NEW YORK — A new study confirms what many Internet users know all too well: Harassment is a common part of online life.
The first-of-its-kind report by the Pew Research Center found that nearly three-quarters of American adults who use the Internet have witnessed online harassment. Forty percent have experienced it themselves.
The types of harassment Pew asked about range from name-calling to physical threats, sexual harassment and stalking. Half of those who were harassed said they didn't know the person who had most recently attacked them.
Young adults — people 18 to 29 — were the most likely age group to see and undergo online harassment. Women ages 18 to 24 were disproportionately the victims of stalking and sexual harassment, according to the survey. And people who have more information available about themselves online, work in the tech industry or promote themselves on the Internet, were also more likely to be harassed.
Starting this summer, people involved in an online campaign termed "Gamergate" have been harassing several prominent women in the video game industry and their supporters for criticizing the lack of diversity in games and how women are portrayed. One of the targets is Brianna Wu, a software engineer and founder of game developer Giant Spacekat. Wu, who is in her mid-30s, said she has frequently been harassed online, but it's gotten worse this year.
Earlier this month, people threatened her and her husband with rape, death and castration on Twitter and posted her address online, she said, and they have been trying to impersonate her on the Internet to smear her reputation. She got so frightened that she left her home in Boston.
Wu went to the police, but most people harassed online don't. According to Pew, just 5 percent of those who were harassed reported the incident to law enforcement, while nearly half confronted the person online. Forty-four percent said they unfriended or blocked the person.
But victims of harassment often don't know where it's coming from. Thirty-eight percent of people who were harassed online said a stranger was behind the threats, and another 26 percent didn't know who the person was.
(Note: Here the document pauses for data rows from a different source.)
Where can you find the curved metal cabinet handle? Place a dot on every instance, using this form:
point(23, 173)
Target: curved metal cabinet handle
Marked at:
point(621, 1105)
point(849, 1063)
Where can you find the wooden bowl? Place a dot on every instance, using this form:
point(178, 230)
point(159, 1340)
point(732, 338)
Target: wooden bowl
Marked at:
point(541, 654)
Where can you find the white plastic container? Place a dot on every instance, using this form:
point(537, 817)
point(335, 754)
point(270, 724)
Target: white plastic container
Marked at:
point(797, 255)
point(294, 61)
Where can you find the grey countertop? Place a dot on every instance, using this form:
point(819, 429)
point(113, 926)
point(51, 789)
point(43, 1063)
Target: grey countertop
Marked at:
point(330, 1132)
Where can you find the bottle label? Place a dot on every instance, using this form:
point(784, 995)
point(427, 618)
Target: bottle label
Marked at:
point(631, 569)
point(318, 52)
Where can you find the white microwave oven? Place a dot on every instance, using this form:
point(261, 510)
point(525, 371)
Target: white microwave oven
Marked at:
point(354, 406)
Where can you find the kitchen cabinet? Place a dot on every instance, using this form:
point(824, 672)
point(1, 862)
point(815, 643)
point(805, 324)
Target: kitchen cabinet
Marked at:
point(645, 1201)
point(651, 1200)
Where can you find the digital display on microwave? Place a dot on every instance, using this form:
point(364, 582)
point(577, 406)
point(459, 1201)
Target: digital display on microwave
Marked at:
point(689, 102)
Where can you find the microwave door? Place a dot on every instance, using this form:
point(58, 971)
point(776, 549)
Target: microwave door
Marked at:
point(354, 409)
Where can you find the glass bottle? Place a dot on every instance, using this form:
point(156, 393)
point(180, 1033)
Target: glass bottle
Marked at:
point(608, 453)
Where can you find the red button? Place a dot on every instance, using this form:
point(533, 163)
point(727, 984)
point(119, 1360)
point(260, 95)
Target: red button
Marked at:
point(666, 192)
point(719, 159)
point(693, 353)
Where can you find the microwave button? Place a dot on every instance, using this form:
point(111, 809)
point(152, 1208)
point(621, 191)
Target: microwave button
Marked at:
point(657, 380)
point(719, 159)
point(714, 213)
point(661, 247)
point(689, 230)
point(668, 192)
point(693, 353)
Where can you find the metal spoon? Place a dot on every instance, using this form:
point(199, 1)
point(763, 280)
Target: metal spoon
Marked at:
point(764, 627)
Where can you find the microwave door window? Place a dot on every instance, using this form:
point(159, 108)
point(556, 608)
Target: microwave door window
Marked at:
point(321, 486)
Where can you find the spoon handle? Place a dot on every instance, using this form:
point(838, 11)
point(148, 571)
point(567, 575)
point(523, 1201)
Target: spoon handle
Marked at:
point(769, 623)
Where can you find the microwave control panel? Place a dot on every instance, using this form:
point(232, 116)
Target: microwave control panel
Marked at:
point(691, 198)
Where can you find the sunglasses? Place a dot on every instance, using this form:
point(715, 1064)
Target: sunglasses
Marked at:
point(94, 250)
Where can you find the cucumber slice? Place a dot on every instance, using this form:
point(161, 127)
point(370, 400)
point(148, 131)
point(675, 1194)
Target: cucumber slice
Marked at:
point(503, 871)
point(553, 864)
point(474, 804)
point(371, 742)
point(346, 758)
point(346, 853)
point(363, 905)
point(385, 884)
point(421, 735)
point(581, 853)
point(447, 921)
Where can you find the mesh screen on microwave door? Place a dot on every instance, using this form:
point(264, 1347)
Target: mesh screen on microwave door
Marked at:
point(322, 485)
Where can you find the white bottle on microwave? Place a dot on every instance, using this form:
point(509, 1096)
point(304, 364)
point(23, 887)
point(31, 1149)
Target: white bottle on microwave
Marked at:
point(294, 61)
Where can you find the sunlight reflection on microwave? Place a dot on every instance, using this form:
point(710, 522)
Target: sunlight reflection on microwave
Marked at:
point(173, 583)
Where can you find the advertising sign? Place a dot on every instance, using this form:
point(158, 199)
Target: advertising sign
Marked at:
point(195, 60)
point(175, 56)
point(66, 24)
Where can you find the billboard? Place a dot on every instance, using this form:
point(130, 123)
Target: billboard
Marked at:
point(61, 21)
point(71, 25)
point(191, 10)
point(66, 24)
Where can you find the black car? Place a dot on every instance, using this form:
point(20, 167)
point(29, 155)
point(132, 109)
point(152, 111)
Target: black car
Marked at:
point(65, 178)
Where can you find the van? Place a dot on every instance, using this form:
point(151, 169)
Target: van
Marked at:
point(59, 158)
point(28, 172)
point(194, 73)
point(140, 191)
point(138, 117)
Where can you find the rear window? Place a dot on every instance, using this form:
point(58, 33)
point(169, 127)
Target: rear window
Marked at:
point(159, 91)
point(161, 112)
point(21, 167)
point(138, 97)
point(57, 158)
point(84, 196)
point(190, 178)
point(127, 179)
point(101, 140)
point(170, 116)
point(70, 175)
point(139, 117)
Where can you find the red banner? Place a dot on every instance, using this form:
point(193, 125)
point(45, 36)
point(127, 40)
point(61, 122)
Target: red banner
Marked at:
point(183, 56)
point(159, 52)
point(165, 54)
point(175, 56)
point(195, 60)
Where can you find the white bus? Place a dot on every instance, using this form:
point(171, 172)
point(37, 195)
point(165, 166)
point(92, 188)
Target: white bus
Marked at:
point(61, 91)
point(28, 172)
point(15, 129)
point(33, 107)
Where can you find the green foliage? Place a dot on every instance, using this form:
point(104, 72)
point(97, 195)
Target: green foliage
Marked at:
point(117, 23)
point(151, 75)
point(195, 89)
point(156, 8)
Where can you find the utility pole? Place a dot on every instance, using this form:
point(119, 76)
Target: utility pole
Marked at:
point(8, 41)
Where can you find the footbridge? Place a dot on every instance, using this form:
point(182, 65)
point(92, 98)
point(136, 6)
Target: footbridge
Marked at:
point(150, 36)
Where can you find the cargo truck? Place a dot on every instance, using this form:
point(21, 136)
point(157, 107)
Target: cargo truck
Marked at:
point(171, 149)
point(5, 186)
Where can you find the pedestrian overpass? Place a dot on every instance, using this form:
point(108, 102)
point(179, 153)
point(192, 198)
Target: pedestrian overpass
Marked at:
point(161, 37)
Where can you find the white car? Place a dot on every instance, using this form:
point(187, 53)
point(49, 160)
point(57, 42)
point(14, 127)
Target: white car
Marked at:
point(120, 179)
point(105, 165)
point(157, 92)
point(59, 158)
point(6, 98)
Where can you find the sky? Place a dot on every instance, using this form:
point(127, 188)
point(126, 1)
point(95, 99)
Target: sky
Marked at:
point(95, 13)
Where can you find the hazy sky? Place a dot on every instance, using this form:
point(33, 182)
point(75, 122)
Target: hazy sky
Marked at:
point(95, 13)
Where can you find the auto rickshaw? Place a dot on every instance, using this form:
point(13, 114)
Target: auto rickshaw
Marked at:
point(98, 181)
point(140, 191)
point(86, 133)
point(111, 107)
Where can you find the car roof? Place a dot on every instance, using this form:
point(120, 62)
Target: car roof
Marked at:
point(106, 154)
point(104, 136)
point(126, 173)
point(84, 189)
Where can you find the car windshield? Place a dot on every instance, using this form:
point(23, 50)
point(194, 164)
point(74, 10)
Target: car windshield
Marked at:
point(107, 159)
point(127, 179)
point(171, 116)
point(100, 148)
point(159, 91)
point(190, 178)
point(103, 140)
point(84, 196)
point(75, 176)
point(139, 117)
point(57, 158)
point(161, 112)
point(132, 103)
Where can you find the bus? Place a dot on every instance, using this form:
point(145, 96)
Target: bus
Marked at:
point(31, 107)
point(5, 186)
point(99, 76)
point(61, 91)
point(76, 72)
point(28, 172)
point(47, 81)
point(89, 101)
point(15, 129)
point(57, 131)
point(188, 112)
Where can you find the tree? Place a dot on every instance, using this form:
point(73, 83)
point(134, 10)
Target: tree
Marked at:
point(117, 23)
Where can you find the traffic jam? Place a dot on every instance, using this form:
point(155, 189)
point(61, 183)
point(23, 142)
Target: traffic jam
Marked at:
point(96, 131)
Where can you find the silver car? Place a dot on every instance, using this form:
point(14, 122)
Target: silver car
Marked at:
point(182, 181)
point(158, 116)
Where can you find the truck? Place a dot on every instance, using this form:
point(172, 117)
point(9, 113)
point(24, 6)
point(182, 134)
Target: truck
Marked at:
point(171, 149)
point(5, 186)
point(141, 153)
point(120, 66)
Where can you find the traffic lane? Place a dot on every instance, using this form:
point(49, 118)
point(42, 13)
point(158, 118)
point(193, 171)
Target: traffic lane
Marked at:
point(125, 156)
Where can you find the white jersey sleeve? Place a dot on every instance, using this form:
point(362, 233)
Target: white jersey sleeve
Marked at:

Among other key findings from Pew:
— Two-thirds of those who were harassed said the most recent incident took place on a social networking site or app, while 22 percent saw it happen in the comments section of a website. Sixteen percent, meanwhile, said it happened in online gaming.
— Men were more likely to be called offensive names than women. Of all Internet users (89 percent of the U.S. population), 32 percent of men and 22 percent of women were called names. Men were also more likely to be physically threatened.
— Not everyone said they were hurt by online harassment. While 14 percent of people found their most recent incident "extremely upsetting," 22 percent said it was "not at all upsetting." The rest of the people surveyed had reactions in between.
The telephone and online survey was conducted between May 30 and June 30 among 3,217 respondents. It has a margin of error of plus or minus 2.2 percentage points.